Bekin şunları söyledi:
Netanyahu, başından beri ‘toprak karşılığı barış’ ve ‘iki devletli çözüm’ yaklaşımına şiddetle karşı çıkan bir anlayışa sahip olduğu bilinen bir gerçektir. Hakikaten, geçmişte de Gazze’den geri çekilme kararına karşı savunduğu bu fikir doğrultusunda Likud Partisi’nden istifa etmeyi yeğlemişti.
Keza Refahyol iktidarı devrinde de Netanyahu, milletlerarası camianın ağır baskısı sonucu 1997 yılında işgal altında tuttuğu El Halil’den geri çekilmiş ve 54. Hükümetin Başbakanı Prof.

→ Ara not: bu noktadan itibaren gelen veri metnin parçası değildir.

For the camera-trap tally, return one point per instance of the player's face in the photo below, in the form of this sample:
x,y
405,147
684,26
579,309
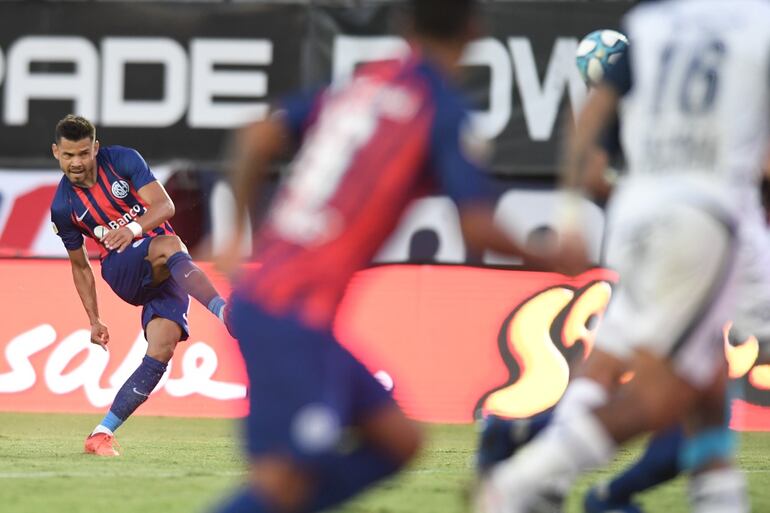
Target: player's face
x,y
78,160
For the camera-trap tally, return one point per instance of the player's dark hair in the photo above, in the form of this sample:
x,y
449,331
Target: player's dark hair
x,y
442,19
74,128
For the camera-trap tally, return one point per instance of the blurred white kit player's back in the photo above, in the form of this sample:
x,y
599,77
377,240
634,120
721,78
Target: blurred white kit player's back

Dr. Necmettin Erbakan’ın teşebbüsleri sonucu Garp Şeria’nın El Halil kentindeki Muvakkat Milletlerarası Mevcudiyet’te(TIPH) Türk erleri de Filistinli kardeşlerimizin haklarını korumak ismine vazife üslenmişti.

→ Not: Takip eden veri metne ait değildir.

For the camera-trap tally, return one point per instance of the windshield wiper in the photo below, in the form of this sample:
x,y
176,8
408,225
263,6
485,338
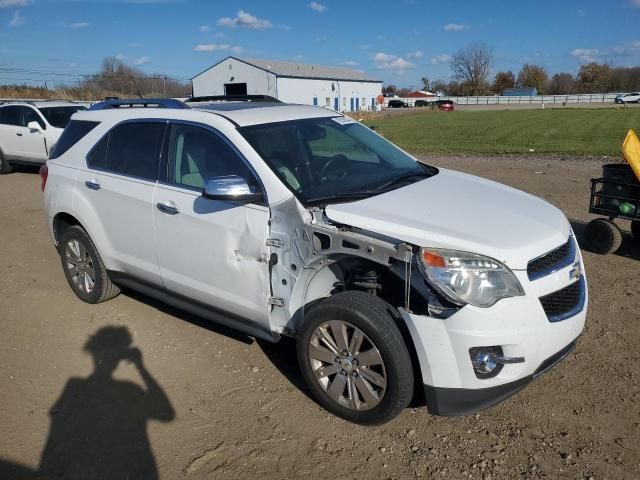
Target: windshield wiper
x,y
404,178
352,195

İSRAİL GAZETESİNE NAZARAN İLHAK PLANI ASKIYA ALINACAK
Açıklamasında Avrupa Birliği Yüksek Temsilcisi Josep Borrell Fontelles, ilhak planının memleketler arası hukuku hiçe saymakla eşdeğer olduğunu söz ettiğini hatırlatan Bekin, “İsrail gazetesi Hayom’a göre ise; Tel Aviv idaresinin Garp Şeria’nın bazı yerleri ve Ürdün Vadisi’ni ilhak planının askıya alacağı ve sembolik ilhak kararında karar kılınacağı vurgulanırken, bunda hiç elbet ABD başkanlık seçimlerinin dinamik rol oynadığı kestirim edilmektedir.” tabirlerini kullandı.

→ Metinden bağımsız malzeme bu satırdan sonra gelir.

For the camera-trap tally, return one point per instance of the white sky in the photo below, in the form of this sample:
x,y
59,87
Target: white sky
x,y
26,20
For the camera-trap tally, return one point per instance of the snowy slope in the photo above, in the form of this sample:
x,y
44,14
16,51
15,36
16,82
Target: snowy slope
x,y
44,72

MESCİD-İ AKSA DA TEHLİKEYE GİRER
İsrail’in, mahsusen 1967 savaşından sonra Garp Şeria’da yer alan Yahudiye ve Samiriye’de milletlerarası hukuku çiğneyerek oluşturduğu Yahudi yerleşim ünitelerinin BM tarafından esasen işgal toprağı olarak kabul edildiğini tabir eden Bekin değerlendirmesini şöyle sürdürdü:
İşte bu işgal altındaki laf konusu topraklarının ilhakı Oslo mutabakatının çöküşüne yol açacağı üzere, İsrail-Ürdün arasındaki barış ittifakının da sona ermesine neden olabileceğinden bu durumda Kudüs’te nokta alan ve Ürdün ile yapılan itilaf ile teminat altına alınan Mescid-i Aksa ve öteki İslam ürünlerinin de İsrail idaresinin tahakkümüne terk edilmesi halinde vahamet boyutunda gelişmeler ortaya çıkacaktır. Bu nedenle, Ortadoğu’yu içinden çıkılmaz bir darboğaza sürüklemesi laf konusu olan bu ilhak planının ilgili kuruluşlar tarafından durdurulması son aşama ehemmiyet arz etmektedir.